In terms of literary development, the werewolf appeared in three novels in the nineteenth century, with George W. M. Reynold’s Wagner the Wehrwolf recognized as one of the most significant. However, it was Guy Endore’s 1934 novel The Werewolf of Paris that would attract the most attention and become influential in the cinematic development of werewolf mythology. Endore’s book (or at least its title) was the inspiration for Universal Pictures’ first exploration of the lycanthrope in THE WEREWOLF OF LONDON.
Lon Chaney Jr. as the Wolf Man

However, it was Universal’s next film, THE WOLF MAN with Lon Chaney, Jr., that would cement the werewolf in popular culture so that the creature would become an iconic figure. This film would become something of a template for Western audiences in their understanding of werewolf mythology, with subsequent films providing deviations and modifications from this basic narrative core. As David Skal describes the impact of THE WOLF MAN and the subsequent werewolf films derived from this classic in the development of the mythology, “The Wolf Man’s saga was the most consistent and sustained monster myth of [World War II], beginning with the first year of America’s direct involvement, and finishing up just in time for Hiroshima.”
We might also remember that, UNDERWORLD’s pairing of vampires and werewolves is not the first time this has taken place in film. 1943’s THE RETURN OF THE VAMPIRE by Columbia Pictures did so, as did three films by Universal through the mid to late 1940s.

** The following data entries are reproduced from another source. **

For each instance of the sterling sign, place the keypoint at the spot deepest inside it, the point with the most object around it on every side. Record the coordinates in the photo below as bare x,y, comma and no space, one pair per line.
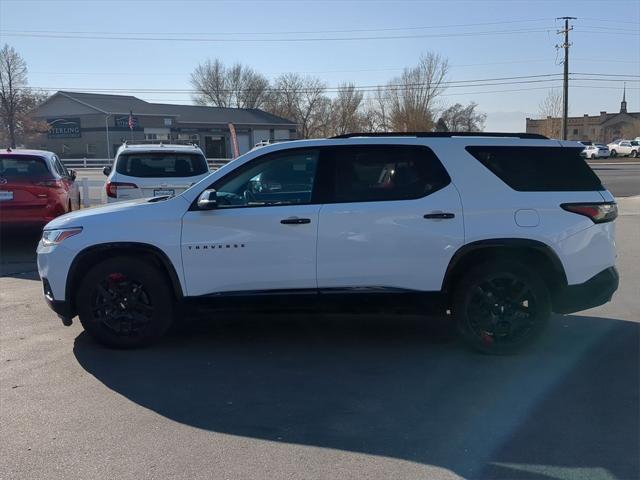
64,128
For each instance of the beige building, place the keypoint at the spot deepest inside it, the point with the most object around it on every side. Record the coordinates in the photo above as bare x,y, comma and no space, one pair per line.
92,125
602,128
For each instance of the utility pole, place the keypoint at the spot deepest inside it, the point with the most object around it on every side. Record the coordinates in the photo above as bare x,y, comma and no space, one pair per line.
565,86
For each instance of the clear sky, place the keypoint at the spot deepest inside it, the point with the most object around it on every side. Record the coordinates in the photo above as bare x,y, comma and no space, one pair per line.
481,39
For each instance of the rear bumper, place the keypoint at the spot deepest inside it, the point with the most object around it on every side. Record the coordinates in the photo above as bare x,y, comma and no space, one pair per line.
596,291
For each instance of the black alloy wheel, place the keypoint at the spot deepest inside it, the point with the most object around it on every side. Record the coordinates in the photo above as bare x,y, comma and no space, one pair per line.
501,308
125,302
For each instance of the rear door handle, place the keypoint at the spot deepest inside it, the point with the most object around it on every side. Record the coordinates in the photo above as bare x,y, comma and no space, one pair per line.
439,216
295,221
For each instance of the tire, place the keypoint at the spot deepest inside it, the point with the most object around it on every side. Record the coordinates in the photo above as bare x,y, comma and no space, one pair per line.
508,325
125,302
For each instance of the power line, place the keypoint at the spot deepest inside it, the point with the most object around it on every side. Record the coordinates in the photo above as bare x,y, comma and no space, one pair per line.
369,89
300,32
275,40
384,69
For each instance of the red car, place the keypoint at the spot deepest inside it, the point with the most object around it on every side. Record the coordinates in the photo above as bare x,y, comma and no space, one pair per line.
35,188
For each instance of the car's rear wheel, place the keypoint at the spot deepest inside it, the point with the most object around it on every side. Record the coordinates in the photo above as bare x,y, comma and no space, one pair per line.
501,307
125,302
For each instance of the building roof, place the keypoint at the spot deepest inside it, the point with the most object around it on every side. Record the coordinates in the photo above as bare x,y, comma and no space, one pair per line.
123,104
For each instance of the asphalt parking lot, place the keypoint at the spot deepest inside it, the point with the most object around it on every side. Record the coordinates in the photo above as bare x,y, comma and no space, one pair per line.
290,396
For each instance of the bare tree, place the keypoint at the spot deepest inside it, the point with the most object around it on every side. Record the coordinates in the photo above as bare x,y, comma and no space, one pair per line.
15,98
458,118
303,100
410,100
550,112
346,111
236,87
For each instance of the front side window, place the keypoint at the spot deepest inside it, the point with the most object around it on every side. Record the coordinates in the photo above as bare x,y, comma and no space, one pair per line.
60,168
161,164
279,178
20,167
385,172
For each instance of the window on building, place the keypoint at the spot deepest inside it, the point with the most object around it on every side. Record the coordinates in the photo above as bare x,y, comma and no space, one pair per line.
194,137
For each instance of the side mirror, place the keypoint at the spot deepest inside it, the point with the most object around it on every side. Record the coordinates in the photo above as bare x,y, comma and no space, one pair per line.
208,200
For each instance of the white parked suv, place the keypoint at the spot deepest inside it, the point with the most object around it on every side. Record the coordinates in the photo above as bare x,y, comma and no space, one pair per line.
495,231
151,170
623,148
595,151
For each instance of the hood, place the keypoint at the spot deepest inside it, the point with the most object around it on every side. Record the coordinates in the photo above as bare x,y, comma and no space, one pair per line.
107,212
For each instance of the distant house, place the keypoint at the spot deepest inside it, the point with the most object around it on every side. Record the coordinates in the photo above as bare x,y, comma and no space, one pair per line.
94,125
602,128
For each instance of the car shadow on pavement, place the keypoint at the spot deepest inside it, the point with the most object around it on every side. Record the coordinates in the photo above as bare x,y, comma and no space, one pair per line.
18,251
390,387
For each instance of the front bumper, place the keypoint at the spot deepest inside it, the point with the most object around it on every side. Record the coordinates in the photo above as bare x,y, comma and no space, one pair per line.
62,307
596,291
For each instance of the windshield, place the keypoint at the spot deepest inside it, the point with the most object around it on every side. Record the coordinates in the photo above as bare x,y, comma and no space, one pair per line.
161,164
18,167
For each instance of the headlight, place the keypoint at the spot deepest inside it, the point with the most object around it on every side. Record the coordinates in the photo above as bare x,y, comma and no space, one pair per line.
55,237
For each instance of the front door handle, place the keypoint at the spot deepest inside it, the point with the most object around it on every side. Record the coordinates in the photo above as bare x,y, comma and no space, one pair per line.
439,216
295,221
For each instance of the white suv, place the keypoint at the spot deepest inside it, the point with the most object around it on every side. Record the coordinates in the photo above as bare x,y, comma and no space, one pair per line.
495,231
623,148
153,170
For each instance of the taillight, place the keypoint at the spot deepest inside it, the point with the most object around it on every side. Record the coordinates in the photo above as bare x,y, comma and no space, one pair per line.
598,212
49,183
112,188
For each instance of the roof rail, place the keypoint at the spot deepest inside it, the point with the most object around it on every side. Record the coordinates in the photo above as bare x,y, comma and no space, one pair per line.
161,142
444,134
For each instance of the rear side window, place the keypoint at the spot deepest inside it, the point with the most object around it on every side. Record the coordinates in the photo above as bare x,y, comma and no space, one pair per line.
367,173
161,164
23,166
539,169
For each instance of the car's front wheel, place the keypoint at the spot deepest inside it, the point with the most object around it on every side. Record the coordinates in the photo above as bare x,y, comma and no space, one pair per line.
125,302
500,307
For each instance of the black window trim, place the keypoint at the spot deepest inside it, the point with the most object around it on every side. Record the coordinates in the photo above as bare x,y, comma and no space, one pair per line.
320,194
117,161
262,158
329,201
469,149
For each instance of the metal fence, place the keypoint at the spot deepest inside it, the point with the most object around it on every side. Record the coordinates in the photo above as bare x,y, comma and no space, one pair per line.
214,163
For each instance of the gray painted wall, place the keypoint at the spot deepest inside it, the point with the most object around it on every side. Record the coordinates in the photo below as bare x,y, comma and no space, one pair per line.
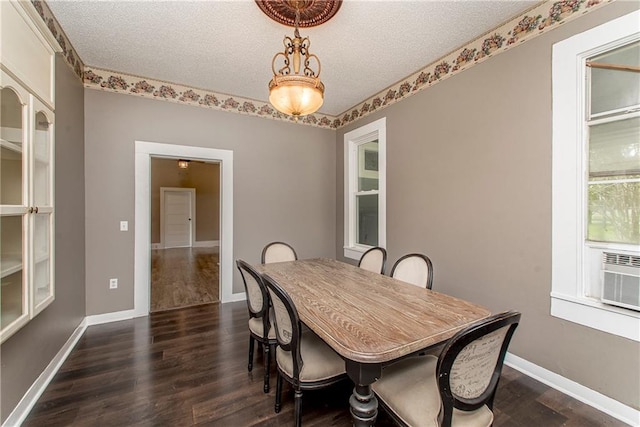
284,183
25,355
204,178
469,184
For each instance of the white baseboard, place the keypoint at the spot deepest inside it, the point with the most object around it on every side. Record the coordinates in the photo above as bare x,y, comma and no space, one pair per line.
206,244
98,319
592,398
242,296
28,401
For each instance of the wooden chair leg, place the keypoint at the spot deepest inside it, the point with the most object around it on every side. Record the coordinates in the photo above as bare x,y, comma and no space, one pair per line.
298,407
267,359
278,393
250,365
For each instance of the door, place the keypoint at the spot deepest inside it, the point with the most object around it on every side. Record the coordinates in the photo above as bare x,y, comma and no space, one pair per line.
177,217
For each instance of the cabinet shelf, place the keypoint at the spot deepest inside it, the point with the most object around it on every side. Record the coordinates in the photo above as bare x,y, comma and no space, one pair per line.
10,264
9,145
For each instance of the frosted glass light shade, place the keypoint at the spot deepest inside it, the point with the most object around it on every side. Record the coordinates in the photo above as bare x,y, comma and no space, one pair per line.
296,95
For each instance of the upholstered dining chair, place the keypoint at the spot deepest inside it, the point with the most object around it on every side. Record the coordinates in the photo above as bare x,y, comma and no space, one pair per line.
374,260
415,269
260,325
304,360
278,252
455,389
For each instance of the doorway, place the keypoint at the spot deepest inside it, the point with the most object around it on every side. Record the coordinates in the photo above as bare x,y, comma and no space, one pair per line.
185,232
144,151
177,216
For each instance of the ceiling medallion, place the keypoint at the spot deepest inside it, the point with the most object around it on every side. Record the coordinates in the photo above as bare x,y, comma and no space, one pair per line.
296,88
312,12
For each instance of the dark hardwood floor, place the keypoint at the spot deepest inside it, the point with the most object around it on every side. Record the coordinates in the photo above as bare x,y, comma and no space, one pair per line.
189,367
182,277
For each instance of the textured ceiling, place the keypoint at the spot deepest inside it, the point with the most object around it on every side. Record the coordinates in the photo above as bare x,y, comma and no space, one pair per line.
227,46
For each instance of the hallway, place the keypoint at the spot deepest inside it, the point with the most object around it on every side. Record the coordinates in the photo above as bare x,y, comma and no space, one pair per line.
182,277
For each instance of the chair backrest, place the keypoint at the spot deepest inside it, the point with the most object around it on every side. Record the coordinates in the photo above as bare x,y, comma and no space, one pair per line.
374,260
415,269
287,322
278,252
257,295
470,364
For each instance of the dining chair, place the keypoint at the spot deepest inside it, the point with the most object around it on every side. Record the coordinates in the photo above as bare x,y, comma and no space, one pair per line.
260,325
278,252
374,260
304,360
415,269
458,387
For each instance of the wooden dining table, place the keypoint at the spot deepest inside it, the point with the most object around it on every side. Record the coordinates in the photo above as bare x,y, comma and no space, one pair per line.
369,319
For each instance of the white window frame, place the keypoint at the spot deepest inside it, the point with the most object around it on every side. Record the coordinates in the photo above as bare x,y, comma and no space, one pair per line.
367,133
573,257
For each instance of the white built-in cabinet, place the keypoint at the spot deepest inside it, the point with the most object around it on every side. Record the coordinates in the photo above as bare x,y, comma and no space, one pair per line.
27,64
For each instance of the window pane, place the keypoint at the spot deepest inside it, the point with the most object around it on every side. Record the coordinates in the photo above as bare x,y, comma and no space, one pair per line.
42,283
368,166
11,290
42,167
614,212
614,149
11,151
367,217
615,89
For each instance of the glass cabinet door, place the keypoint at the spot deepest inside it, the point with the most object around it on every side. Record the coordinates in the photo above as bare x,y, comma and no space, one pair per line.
14,295
42,198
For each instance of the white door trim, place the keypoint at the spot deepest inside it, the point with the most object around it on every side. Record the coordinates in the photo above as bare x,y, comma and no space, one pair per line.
143,152
192,215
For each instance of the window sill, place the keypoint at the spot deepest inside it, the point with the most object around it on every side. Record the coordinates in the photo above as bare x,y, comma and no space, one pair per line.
610,319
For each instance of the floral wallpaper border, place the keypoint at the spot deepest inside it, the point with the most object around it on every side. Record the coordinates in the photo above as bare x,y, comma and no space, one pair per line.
536,21
70,55
112,81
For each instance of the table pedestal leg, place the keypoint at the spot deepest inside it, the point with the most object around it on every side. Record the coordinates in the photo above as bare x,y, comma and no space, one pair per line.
364,406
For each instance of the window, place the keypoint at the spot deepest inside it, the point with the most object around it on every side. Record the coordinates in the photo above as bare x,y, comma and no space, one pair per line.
365,189
596,177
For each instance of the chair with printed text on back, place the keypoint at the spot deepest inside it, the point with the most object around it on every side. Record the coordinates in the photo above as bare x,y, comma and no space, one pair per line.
304,360
458,387
261,327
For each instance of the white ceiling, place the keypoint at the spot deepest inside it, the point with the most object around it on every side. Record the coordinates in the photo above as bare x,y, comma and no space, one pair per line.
227,46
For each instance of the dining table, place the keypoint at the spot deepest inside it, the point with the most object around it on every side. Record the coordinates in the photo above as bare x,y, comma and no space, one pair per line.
369,319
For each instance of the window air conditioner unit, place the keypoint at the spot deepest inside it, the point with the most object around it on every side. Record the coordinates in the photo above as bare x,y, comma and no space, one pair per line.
621,280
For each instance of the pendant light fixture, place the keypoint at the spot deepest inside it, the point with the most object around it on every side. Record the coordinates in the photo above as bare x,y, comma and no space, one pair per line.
296,88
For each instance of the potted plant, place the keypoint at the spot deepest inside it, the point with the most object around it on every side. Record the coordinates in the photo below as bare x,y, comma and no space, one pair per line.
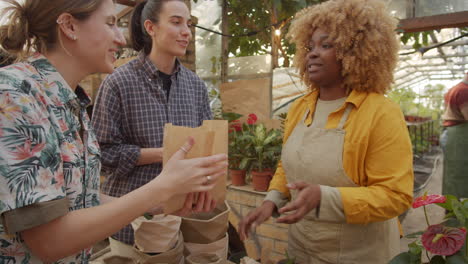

2009’s two films exploring the werewolf is significant for this horror creature, but it still falls slightly short in comparison with 1981, a year that Marco Lanzagorta calls “The Year of the Wolf” due to the release of three werewolf pictures that year including THE HOWLING, AN AMERICAN WEREWOLF IN LONDON, and WOLFEN. The werewolf may not be as popular as the vampire or the zombie in popular culture, but perhaps this year’s exploration of the transforming beast from within indicates that we still find the creature fascinating as it provides us with yet another facet of exploring the submersed dark side of human nature that surfaces all too frequently without the need for a full moon or gypsy curses.